The Big Black Box

Travis has reminded me that I meant to put something in my last post about the 1991 basic edition of D&D, labeled “The New Easy to Master Dungeons & Dragons Game” seen here:

This edition of the game came in a very large rectangular box, similar to board games of the time.  Unfortunately the board was flimsy poster paper, but it was still pretty neat.  It also included a ton of card-stock tent figures for both players and monsters.  Strangest of all was the format of the book.  The red sort of folder-ish thing doubled as both a DM screen (there’s a third panel that folds out, which is hard to see in this picture) and the rule book.  The left-most section was a large pocket that contained the rulebook printed on heavy cardstock with color-coded tabs for each chapter.

If I recall correctly, I think the adventure was incorporated into the cards.  The adventure was your basic prison break, but the funny twist was that the whole point was to introduce you to rules one at a time.  The characters start with literally nothing, maybe a name.  In the first scene they introduce stats, so everyone rolls stats.  Later comes combat.  As rules are introduced you fill out more and more of the character sheet.  While it struck me as odd that you didn’t know if you were a human or dwarf until several rooms in, and there was a point where suddenly you realized you knew magic, it still seemed pretty clever to me.

I bought this when it came out, I must have been 13 or 14.  At that time I would have bought anything that was labeled Dungeons & Dragons, and the big full color art on the back showing the cool map and character tents was definitely a selling point.  Now at that time I maybe had one or two friends who played, and they already knew the game, so an intro game was kind of pointless, and I never really played it.

I’m pretty sure I have a copy of this hidden away in my closet now, likely purchased on eBay some years ago in a nostalgic attempt to reacquire every mis-treated game I owned as a child.  I’ll have to go dig it up and see if there’s anything worth mining out of it.  If nothing else, I kind of dig the idea of using a prison break to start with very stream-lined characters.  No equipment, no spells, just a stat block and we’re off.  Things like equipping the characters can then become part of the game as the party breaks into the armory.

Anyone own and use this game and actually use it to introduce new players to D&D? 

2 thoughts on “The Big Black Box

  1. I don’t own this but I still introduce new players with this mechanic.
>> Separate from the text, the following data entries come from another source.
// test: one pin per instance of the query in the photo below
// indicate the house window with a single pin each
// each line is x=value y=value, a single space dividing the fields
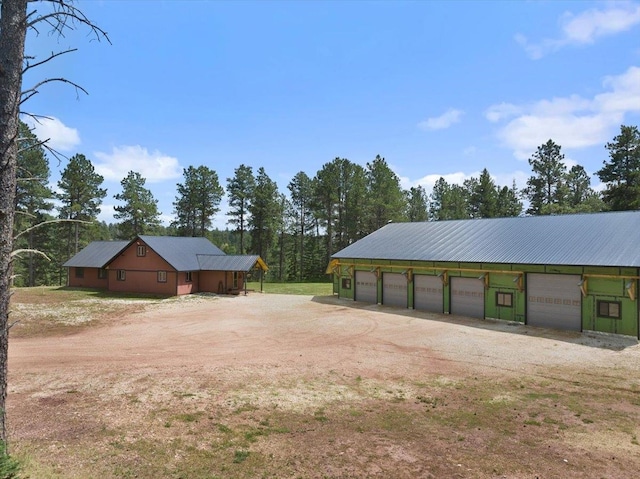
x=609 y=309
x=504 y=299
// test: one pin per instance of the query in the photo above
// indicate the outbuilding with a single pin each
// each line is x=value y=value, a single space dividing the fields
x=574 y=272
x=164 y=265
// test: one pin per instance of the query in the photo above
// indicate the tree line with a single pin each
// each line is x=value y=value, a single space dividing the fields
x=295 y=231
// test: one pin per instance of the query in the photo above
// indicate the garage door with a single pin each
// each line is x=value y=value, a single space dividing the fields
x=427 y=293
x=467 y=297
x=394 y=289
x=366 y=287
x=554 y=301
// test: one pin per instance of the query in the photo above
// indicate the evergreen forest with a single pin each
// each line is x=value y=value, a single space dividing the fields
x=297 y=230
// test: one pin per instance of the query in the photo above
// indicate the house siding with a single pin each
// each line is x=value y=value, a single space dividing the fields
x=141 y=272
x=90 y=279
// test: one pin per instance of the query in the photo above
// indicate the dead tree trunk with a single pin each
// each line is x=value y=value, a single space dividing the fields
x=13 y=30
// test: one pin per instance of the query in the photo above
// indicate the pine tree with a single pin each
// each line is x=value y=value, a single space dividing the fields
x=33 y=201
x=547 y=186
x=198 y=201
x=265 y=214
x=417 y=201
x=385 y=199
x=621 y=173
x=80 y=197
x=139 y=214
x=240 y=190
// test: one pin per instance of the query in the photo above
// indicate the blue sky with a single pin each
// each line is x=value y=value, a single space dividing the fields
x=437 y=88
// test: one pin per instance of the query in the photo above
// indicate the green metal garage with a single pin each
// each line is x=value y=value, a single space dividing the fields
x=571 y=272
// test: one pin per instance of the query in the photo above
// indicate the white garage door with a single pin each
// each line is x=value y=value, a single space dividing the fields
x=427 y=293
x=394 y=289
x=366 y=287
x=554 y=301
x=467 y=297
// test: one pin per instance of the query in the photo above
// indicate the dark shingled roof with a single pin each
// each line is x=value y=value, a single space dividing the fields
x=96 y=255
x=228 y=263
x=181 y=252
x=599 y=239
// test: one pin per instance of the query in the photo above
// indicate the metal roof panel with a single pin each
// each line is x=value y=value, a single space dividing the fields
x=96 y=254
x=598 y=239
x=227 y=262
x=181 y=252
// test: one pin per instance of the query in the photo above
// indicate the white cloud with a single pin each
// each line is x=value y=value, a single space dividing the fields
x=572 y=122
x=60 y=136
x=154 y=167
x=443 y=121
x=585 y=28
x=499 y=112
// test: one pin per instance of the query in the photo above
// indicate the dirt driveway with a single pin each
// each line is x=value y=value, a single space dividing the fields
x=294 y=386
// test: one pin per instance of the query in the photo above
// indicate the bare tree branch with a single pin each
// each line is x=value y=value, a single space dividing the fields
x=64 y=18
x=26 y=94
x=50 y=57
x=18 y=252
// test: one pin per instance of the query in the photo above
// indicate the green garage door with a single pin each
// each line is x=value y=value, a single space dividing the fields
x=554 y=301
x=427 y=293
x=467 y=297
x=366 y=287
x=394 y=289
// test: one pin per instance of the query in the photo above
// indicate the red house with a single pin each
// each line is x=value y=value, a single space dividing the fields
x=166 y=265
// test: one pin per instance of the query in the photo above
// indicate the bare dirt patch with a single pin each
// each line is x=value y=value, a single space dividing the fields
x=293 y=386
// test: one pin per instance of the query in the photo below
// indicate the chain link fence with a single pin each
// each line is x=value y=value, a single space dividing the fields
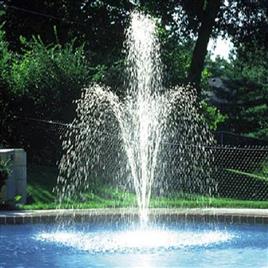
x=239 y=172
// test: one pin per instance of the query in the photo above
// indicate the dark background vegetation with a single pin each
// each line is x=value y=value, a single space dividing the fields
x=50 y=50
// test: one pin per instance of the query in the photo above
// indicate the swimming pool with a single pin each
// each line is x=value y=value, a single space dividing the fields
x=174 y=244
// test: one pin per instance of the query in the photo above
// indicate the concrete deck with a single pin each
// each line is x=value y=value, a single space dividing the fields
x=225 y=215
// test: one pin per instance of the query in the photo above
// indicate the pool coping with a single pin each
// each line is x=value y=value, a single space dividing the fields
x=225 y=215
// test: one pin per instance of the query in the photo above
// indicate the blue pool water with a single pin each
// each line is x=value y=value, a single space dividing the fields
x=118 y=245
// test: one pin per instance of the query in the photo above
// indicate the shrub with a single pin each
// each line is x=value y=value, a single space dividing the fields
x=46 y=79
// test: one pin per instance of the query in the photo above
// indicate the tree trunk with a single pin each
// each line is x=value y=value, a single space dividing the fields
x=200 y=50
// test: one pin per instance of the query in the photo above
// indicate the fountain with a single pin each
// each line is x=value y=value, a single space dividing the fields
x=152 y=140
x=138 y=127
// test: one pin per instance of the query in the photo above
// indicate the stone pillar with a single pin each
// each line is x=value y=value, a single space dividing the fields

It greatly reduces char-gen fatigue and in my experience it gives players something to do immediately.

    Also, once the game is going they start to identify needs. They begin to make statements like “can I pick a guys pocket” or “I wish I had a rope”. Suddenly the game features that are added fill voids and are readily welcomed.

    With their wings stretched a bit they say “can I cast spells”. My secret joy is to identify their class as they play before they even know classes exist!

  2. I love the concept, but perhaps as you saw in my follow up post, I was a bit disappointed by the implementation once I dug up the box. Some of the ideas I really like, such as doing a prison break where the PCs have no equipment, were better done in the module A4 In the Dungeons of the Slave Lords. Of course in this case the purpose was opposite what it is here – to take players well used to the rules and make them improvise by removing all their equipment and spells.

    Still, it would be interesting to start with the concept of a prison break with little to no rules and only introduce concepts as we play. A writing project for the future I suppose.